With nearly identical average coefficients of 0.779 and 0.778, the POWER rating and its associated rankings are certainly correlated to finishing positions at consecutive races.  Take the correlations one step further and the POWER rating is indeed a “predictor” of future results.  However, the POWER rating was never designed to be a prediction model and its predicting abilities are solely related to its reflection of current performance trends prior to each consecutive race.

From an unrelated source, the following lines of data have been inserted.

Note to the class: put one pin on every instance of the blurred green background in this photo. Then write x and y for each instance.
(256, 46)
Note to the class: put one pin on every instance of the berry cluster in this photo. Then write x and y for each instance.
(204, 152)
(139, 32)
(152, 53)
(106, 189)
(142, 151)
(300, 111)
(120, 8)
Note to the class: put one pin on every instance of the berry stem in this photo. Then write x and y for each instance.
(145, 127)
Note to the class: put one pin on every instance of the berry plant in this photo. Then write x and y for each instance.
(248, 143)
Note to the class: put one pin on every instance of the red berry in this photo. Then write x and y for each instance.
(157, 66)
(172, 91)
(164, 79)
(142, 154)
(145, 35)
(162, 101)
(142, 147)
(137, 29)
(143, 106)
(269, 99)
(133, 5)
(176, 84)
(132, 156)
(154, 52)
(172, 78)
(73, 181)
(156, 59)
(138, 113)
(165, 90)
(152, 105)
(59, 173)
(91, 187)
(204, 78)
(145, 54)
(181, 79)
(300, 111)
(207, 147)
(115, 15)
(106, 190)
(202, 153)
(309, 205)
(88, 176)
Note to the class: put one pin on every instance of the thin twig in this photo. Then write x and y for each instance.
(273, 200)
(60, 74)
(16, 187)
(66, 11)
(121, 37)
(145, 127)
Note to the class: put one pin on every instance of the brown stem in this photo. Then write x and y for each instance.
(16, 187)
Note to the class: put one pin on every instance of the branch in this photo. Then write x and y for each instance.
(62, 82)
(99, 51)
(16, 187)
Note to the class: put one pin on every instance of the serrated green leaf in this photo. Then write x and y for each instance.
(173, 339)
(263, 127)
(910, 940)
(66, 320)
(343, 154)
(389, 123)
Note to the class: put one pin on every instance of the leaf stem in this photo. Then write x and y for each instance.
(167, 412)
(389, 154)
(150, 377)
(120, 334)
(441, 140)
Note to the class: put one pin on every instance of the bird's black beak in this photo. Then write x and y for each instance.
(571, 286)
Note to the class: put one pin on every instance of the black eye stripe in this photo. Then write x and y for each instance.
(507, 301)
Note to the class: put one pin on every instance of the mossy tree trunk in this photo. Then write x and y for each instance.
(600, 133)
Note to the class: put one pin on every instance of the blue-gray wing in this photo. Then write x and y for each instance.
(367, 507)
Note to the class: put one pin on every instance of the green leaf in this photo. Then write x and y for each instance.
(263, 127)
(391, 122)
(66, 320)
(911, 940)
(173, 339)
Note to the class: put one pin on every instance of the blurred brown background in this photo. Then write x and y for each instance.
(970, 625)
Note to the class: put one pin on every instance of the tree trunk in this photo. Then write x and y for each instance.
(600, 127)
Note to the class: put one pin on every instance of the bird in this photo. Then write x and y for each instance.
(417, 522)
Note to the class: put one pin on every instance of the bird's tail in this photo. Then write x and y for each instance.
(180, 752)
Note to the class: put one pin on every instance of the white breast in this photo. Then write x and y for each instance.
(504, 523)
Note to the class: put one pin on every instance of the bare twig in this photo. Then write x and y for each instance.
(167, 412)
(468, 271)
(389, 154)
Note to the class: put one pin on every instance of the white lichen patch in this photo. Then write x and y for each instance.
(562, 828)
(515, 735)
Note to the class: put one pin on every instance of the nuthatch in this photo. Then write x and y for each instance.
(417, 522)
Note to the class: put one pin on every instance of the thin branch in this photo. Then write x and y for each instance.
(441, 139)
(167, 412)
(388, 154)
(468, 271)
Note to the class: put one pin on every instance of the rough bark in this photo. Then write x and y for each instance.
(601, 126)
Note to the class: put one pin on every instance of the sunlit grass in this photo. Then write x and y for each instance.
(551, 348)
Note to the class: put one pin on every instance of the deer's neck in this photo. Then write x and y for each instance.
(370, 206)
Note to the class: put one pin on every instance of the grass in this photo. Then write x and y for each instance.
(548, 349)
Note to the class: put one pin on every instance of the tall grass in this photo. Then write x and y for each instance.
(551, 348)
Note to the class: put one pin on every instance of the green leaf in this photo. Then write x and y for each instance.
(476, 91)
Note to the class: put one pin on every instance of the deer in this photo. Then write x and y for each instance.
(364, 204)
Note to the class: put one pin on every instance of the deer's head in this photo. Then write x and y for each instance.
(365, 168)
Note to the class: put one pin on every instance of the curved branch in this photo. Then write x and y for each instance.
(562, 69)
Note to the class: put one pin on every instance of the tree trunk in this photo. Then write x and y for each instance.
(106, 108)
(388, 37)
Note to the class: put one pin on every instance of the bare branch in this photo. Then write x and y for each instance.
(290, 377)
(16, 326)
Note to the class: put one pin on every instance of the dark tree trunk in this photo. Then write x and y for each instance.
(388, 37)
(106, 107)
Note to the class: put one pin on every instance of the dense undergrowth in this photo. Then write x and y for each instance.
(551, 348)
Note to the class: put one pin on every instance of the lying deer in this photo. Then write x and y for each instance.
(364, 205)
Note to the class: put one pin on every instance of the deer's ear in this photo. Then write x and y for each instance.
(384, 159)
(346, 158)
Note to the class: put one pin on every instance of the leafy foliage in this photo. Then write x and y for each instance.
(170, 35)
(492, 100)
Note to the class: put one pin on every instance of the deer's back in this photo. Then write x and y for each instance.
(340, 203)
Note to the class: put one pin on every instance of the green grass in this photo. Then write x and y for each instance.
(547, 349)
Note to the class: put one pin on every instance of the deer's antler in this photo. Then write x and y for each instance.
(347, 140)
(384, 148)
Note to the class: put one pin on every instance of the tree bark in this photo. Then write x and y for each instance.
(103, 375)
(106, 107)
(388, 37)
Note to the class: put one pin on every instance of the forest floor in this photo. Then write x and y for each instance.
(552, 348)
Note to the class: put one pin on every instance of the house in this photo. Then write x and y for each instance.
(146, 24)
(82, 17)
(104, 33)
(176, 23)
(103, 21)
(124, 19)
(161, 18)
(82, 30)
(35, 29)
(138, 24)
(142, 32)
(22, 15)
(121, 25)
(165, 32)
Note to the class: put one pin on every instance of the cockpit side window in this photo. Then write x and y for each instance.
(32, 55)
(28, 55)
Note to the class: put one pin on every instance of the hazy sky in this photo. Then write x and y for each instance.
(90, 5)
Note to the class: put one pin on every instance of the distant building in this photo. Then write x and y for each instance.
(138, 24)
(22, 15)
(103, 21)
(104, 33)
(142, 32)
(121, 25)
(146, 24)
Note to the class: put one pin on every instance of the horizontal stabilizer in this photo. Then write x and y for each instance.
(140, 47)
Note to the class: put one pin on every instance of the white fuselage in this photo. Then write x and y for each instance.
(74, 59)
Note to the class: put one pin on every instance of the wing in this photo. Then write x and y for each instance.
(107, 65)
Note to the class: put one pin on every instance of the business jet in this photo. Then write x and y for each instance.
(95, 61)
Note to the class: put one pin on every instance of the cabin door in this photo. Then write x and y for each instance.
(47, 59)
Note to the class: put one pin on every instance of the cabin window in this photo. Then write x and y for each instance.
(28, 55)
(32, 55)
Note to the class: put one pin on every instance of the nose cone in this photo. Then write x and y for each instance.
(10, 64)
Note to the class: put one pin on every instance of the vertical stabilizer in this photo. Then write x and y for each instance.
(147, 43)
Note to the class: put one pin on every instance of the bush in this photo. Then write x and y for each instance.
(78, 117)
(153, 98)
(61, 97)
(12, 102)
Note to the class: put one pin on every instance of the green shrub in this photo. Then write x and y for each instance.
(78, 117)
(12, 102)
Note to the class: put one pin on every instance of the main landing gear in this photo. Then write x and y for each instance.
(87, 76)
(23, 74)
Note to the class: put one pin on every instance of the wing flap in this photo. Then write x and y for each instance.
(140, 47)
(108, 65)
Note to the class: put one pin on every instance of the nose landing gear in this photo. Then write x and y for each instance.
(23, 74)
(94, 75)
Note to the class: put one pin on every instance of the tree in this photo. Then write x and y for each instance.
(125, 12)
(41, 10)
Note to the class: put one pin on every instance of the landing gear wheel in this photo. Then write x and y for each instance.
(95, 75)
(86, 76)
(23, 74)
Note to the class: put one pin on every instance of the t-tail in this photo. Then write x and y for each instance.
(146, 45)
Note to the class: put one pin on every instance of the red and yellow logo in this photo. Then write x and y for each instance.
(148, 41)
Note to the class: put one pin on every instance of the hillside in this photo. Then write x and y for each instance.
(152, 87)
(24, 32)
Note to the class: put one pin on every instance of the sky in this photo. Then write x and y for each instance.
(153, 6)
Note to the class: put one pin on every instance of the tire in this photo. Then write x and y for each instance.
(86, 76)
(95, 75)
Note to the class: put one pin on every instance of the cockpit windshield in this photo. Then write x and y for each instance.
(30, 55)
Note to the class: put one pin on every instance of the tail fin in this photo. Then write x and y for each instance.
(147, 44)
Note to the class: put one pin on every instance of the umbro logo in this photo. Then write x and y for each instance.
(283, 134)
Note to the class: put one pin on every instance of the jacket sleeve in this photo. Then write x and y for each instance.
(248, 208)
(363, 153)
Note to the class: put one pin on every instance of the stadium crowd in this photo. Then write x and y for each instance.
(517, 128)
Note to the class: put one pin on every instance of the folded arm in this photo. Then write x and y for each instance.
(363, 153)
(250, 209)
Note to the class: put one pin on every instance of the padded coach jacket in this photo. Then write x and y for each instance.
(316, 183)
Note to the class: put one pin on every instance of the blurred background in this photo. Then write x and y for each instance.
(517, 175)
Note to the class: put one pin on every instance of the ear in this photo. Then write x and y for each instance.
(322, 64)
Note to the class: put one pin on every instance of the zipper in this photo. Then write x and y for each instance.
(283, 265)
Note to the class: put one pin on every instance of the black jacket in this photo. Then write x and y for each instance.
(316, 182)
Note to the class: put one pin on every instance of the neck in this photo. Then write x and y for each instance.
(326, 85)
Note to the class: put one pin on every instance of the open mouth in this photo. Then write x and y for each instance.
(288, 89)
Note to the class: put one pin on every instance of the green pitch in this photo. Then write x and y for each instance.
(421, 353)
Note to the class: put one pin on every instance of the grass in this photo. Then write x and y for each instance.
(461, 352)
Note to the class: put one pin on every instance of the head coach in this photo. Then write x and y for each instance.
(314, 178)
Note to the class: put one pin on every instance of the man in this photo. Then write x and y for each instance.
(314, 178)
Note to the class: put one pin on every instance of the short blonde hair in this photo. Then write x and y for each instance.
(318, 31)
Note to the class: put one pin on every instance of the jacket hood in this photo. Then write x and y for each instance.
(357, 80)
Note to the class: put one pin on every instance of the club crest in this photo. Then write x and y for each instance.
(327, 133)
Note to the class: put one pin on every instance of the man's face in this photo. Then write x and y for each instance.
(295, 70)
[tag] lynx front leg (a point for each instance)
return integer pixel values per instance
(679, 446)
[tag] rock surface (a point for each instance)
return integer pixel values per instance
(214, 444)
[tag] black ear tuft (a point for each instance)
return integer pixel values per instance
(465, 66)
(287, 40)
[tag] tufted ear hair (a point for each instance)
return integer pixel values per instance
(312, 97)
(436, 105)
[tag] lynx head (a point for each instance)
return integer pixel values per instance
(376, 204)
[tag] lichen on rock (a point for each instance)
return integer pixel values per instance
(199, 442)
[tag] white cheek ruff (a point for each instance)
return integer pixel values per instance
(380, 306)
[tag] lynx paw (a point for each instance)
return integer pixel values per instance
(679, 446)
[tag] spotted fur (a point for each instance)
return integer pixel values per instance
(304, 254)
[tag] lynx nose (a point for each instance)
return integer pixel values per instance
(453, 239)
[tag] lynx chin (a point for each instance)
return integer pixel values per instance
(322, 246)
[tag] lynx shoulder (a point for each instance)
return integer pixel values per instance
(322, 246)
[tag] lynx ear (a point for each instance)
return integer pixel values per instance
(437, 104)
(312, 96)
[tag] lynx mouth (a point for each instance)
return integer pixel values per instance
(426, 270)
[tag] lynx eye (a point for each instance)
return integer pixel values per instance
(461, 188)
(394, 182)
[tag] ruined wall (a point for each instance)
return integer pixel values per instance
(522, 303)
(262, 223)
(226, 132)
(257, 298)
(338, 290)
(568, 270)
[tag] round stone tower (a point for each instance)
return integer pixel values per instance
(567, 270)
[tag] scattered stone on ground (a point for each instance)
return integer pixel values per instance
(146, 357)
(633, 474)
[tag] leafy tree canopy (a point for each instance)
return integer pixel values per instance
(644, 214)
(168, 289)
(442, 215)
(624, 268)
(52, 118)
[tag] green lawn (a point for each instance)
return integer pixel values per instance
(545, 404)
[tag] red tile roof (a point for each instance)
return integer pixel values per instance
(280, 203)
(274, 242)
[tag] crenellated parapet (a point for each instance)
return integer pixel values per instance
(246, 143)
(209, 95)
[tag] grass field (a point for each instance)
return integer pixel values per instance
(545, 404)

With the foregoing in mind, I intend to adapt the existing BPR formula to create a predictor model for the 2011 Formula 1 season.  At this stage, the model will incorporate the POWER rating as well as a separate formula based on track-type performances which positively correlate to other rounds.  Including the second calculation is intended to address the simple fact that there are completely different tracks on the Formula 1 calendar which tend to produce different results based on individual car and driver characteristics.  Although it’s relatively obvious that the results of the Monaco Grand Prix are unlikely to reflect the results of say, the Italian Grand Prix at Monza, result relationships amongst other tracks aren’t as obvious.  Therefore, I decided to run a correlation of all the BPR scores for each round on the 2010 Formula 1 calendar to find which events’ results correlate.  Remember that the BPR incorporates a lot of data for all 24 participating drivers at each round and therefore the correlation results should be fairly dependable.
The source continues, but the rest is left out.